There is no bottom in the stock without a bottom in the bond
My Dashboard on Tradingview
www.tradingview.com
where I am monitoring the entire bond market in the world with my magma indicator, country by country.
When investing for the long term I first look the bond market before leaping in the stocks.
There are few simple and important rules to follow in this market.
1. Higher Bond yields = Lower Bond Prices = Bottom in the bond market is more bottom
2. Short-mid term bond yields is closing to long-term yields (example 2-Years yield = 10-Years yield) = This means flattening = not good for long-term investment, stay alerting for your paper profits.
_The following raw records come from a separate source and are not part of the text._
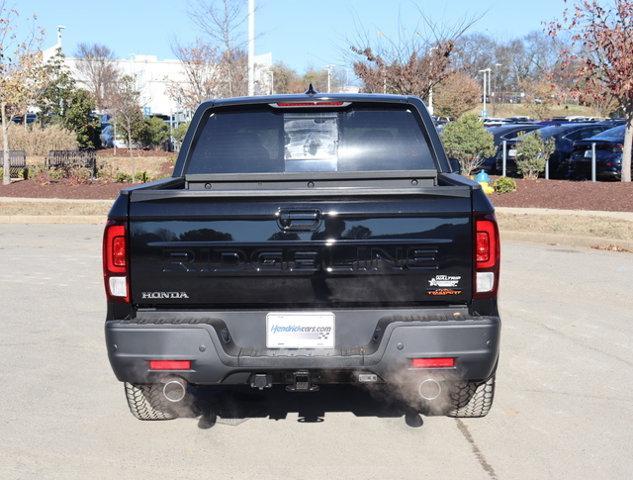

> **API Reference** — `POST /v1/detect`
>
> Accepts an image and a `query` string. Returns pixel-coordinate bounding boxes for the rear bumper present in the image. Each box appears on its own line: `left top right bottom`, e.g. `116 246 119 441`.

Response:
105 316 500 385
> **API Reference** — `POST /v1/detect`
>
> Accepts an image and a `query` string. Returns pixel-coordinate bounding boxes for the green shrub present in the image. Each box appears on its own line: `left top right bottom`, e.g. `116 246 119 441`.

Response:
97 162 117 182
114 172 132 183
134 170 150 183
172 122 189 142
492 177 517 193
48 168 66 182
68 167 92 184
516 131 554 180
442 114 495 176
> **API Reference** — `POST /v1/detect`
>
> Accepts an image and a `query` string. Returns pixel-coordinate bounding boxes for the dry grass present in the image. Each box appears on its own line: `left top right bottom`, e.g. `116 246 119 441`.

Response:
9 125 77 157
497 212 633 241
0 201 112 216
97 156 173 178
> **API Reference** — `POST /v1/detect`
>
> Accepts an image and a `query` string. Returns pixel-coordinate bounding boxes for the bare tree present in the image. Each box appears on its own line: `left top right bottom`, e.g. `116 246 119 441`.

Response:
189 0 248 96
167 40 222 111
349 9 481 102
75 43 119 111
111 75 143 167
0 0 43 185
433 71 481 119
549 0 633 182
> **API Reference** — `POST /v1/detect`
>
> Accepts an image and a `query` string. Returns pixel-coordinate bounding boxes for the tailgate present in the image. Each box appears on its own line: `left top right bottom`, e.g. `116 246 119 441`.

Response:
129 192 473 308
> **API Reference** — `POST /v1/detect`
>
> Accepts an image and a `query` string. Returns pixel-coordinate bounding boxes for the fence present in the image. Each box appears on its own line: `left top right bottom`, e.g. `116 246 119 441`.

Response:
46 150 97 177
0 150 28 179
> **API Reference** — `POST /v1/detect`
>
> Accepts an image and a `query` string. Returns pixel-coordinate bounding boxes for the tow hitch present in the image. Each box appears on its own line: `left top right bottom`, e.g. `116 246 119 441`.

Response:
286 370 319 392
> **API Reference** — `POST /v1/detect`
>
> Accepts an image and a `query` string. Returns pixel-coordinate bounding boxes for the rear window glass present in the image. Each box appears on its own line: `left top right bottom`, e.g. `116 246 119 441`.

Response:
187 105 435 174
591 125 626 142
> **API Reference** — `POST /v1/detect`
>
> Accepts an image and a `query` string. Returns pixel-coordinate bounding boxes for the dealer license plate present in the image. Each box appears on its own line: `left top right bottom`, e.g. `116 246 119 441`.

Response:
266 312 335 348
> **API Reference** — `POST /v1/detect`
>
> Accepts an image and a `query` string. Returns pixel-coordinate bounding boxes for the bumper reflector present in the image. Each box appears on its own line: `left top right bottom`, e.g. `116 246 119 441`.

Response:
108 277 127 297
476 272 495 293
149 360 191 370
411 357 455 368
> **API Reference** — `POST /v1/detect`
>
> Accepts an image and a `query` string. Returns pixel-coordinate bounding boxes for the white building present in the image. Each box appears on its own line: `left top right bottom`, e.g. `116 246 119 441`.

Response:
43 26 273 115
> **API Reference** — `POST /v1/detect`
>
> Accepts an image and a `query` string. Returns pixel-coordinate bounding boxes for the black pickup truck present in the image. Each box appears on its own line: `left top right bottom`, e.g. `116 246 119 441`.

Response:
103 93 500 420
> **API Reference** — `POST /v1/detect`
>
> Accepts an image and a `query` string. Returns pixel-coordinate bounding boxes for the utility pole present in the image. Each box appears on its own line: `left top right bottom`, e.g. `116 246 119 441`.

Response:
479 68 492 118
428 47 437 115
248 0 255 96
326 65 332 93
0 39 8 185
492 63 503 117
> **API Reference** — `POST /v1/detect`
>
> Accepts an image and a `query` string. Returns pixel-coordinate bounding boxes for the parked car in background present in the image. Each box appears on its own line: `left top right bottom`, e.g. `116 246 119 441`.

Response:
562 125 625 180
496 122 613 178
506 115 532 123
482 123 540 174
482 117 508 127
11 113 37 125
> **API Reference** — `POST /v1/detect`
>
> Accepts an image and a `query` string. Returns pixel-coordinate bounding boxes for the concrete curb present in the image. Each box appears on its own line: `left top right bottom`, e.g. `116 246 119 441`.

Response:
0 197 114 205
495 207 633 222
0 215 107 225
500 230 633 252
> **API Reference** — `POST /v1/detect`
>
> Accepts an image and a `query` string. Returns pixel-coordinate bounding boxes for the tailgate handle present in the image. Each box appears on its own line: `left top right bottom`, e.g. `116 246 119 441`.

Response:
277 210 321 232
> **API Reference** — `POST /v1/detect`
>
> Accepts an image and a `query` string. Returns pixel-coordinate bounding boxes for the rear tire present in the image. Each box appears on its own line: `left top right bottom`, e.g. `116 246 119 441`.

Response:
125 382 178 421
446 375 495 418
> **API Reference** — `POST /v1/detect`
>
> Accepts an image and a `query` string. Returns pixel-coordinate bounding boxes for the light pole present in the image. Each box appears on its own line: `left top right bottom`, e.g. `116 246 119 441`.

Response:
479 68 492 118
428 47 437 115
248 0 255 96
492 63 503 117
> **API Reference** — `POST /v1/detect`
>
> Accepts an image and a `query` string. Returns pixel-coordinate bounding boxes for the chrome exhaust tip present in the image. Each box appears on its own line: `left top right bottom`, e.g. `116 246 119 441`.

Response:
418 378 442 401
163 379 187 403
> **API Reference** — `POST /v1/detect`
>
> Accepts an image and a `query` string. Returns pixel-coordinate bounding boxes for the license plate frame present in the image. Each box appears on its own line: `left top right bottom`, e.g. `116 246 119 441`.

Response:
266 311 336 349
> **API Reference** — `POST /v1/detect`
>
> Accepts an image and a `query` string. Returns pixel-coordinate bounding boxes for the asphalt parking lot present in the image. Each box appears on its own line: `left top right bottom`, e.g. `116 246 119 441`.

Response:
0 225 633 480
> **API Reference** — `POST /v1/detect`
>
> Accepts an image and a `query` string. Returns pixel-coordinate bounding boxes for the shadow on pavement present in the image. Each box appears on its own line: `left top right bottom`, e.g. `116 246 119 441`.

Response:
189 385 423 428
3. Short-mid term bond yields is greater than long-term yields (example 2-Years yield is greater than 10-Years yield) = This means inversion = not good, imminent fear of recession (remember: stock market does not perform well during recessions)
4. Short-mid-term bond yields is less than long-term yields (example 2-Years yield is less than 10-Years yield and going lower) = That's fine, economics sounds good for long-term investments
What I see now: United States, Canada, Brazil are countries with the most prolongated inversion areas (highlighted with red circles in the figure above).
5. More prolongated inversion = not good, even more.
Flattening areas (yellow circles) have to be carefully monitored.
Few examples currently are showing good news (green circles) : Japan long-term and mid-term yield curves are fine and in the good direction. Same as in Australia.